Future Med Chem. 2011 Oct;3(13):1585-605. doi: 10.4155/fmc.11.106.
Chronic obstructive pulmonary disease (COPD) is one of the leading causes of death in the world today. Bronchodilators, particularly muscarinic antagonists and β(2) agonists, are recommended for patients with moderate to severe COPD. Dual-pharmacology muscarinic antagonist- β(2) agonist (MABA) molecules present an exciting new approach to the treatment of COPD by combining muscarinic antagonism and β(2) agonism in a single entity. They have the potential to demonstrate additive or synergistic bronchodilation over either pharmacology alone. Due to this enticing prospect, several companies have now reported MABA discovery efforts through a conjugated/linked strategy with one candidate (GSK-961081) demonstrating clinical proof of concept. Several MABA crystal forms have been identified, satisfying the requirements for inhaled dosing devices. There are significant challenges in designing MABAs, but the potential to achieve enhanced bronchoprotection in patients and facilitate 'triple therapy' makes this an extremely important and exciting area of pharmaceutical research.

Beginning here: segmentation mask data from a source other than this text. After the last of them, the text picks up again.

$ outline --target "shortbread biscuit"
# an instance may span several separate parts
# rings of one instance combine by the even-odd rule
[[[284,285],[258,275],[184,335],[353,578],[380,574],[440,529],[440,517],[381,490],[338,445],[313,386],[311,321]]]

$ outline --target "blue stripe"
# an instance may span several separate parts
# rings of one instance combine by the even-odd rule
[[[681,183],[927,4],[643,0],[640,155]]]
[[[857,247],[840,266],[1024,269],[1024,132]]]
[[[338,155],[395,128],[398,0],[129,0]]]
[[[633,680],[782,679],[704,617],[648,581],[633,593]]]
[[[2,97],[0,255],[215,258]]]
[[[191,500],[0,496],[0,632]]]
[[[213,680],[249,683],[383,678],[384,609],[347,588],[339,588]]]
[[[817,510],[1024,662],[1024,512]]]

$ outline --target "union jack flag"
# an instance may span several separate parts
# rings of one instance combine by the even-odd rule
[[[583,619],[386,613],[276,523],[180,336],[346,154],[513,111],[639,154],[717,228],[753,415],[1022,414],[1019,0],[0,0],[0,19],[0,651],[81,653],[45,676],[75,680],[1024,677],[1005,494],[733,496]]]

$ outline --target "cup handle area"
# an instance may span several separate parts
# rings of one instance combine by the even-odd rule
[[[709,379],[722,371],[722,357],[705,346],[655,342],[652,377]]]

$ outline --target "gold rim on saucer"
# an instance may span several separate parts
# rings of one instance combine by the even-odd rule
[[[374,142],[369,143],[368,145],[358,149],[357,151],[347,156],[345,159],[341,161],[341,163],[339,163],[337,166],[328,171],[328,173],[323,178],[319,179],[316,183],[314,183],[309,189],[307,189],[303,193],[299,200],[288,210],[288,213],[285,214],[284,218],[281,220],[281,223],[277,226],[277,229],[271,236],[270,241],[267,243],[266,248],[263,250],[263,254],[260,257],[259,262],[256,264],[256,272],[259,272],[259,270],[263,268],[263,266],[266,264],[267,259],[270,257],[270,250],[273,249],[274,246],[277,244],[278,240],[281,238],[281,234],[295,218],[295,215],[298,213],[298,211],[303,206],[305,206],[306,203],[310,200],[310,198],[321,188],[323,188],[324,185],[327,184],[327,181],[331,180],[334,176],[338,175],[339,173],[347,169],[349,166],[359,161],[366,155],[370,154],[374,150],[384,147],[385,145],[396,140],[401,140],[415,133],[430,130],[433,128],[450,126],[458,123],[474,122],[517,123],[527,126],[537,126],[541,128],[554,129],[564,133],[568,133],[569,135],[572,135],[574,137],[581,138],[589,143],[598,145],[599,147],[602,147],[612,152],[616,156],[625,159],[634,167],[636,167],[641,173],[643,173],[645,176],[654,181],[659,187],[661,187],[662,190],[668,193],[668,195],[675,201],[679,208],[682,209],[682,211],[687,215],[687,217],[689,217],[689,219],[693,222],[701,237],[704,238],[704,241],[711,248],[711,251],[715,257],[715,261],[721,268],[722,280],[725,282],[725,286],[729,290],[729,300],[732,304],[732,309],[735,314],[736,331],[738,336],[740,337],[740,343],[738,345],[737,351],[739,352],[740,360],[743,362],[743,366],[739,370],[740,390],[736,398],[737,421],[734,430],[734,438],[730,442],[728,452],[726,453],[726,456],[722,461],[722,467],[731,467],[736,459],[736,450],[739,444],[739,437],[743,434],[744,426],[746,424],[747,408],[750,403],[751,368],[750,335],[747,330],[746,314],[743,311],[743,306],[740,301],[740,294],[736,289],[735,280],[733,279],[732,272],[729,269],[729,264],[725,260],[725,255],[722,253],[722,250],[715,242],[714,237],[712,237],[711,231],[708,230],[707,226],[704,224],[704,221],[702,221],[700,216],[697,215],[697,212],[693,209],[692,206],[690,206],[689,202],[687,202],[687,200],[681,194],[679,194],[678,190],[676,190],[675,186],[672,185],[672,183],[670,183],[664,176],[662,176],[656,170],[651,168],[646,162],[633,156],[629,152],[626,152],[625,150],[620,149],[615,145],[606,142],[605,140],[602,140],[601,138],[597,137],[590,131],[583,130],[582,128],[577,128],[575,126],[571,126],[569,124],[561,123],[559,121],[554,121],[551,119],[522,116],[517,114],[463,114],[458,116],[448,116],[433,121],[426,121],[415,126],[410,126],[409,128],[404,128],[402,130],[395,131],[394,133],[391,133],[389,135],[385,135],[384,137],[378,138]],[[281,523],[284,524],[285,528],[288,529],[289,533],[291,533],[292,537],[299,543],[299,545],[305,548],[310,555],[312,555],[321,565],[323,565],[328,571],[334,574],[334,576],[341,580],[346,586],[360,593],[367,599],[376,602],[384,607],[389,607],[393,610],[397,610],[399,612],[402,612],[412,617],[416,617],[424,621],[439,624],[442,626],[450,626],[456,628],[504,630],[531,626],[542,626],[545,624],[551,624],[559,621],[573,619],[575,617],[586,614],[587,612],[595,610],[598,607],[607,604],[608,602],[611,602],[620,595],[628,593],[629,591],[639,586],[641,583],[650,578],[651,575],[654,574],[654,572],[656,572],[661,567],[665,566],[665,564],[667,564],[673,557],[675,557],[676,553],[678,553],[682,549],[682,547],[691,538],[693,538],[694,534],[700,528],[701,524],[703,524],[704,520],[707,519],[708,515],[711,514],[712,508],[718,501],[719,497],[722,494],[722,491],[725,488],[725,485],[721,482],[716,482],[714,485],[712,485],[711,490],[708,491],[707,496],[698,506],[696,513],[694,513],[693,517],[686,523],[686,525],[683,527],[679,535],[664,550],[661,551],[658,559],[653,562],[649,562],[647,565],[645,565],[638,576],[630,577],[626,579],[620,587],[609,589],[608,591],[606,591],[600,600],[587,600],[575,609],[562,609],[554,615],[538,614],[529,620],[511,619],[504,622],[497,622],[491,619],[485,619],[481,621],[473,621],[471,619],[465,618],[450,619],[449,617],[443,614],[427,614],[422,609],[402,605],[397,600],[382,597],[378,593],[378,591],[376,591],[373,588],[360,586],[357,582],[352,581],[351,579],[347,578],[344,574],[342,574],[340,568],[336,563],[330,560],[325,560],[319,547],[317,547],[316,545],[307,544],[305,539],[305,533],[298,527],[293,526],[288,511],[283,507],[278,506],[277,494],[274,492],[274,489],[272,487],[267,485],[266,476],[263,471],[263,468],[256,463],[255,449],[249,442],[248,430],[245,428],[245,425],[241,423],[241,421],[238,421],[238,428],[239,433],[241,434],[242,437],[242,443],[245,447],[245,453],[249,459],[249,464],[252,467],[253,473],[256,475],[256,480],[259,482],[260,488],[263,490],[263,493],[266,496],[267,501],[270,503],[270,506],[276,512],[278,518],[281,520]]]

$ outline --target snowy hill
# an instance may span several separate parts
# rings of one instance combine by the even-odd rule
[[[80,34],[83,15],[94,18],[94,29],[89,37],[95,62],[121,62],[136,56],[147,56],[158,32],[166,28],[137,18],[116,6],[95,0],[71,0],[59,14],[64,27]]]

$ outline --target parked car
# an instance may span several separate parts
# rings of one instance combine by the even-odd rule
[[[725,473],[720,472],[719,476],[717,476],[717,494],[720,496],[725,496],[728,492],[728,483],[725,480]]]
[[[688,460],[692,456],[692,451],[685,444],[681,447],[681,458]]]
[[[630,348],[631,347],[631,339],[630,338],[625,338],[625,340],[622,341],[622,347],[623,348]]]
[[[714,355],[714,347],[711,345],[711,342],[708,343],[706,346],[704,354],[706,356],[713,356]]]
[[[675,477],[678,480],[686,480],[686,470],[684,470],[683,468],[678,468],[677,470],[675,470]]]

慢性阻塞性肺疾病(COPD)是当今世界上主要的死亡原因之一。支气管扩张剂,特别是毒蕈碱拮抗剂和β(2)激动剂,被推荐用于中重度 COPD 患者。双药理学毒蕈碱拮抗剂-β(2)激动剂(MABA)分子为 COPD 的治疗提供了一种令人兴奋的新方法,即将毒蕈碱拮抗作用和β(2)激动作用结合在一个单一实体中。它们有可能在单独使用任何一种药物的基础上,表现出相加或协同的支气管扩张作用。由于这一诱人的前景,几家公司已经通过共轭/连接策略报告了 MABA 的发现工作,其中一个候选药物(GSK-961081)已经证明了临床概念验证。已经确定了几种 MABA 晶体形式,满足吸入给药装置的要求。设计 MABA 存在重大挑战,但在患者中实现增强的支气管保护作用并促进“三联疗法”的潜力,使其成为制药研究中一个极其重要和令人兴奋的领域。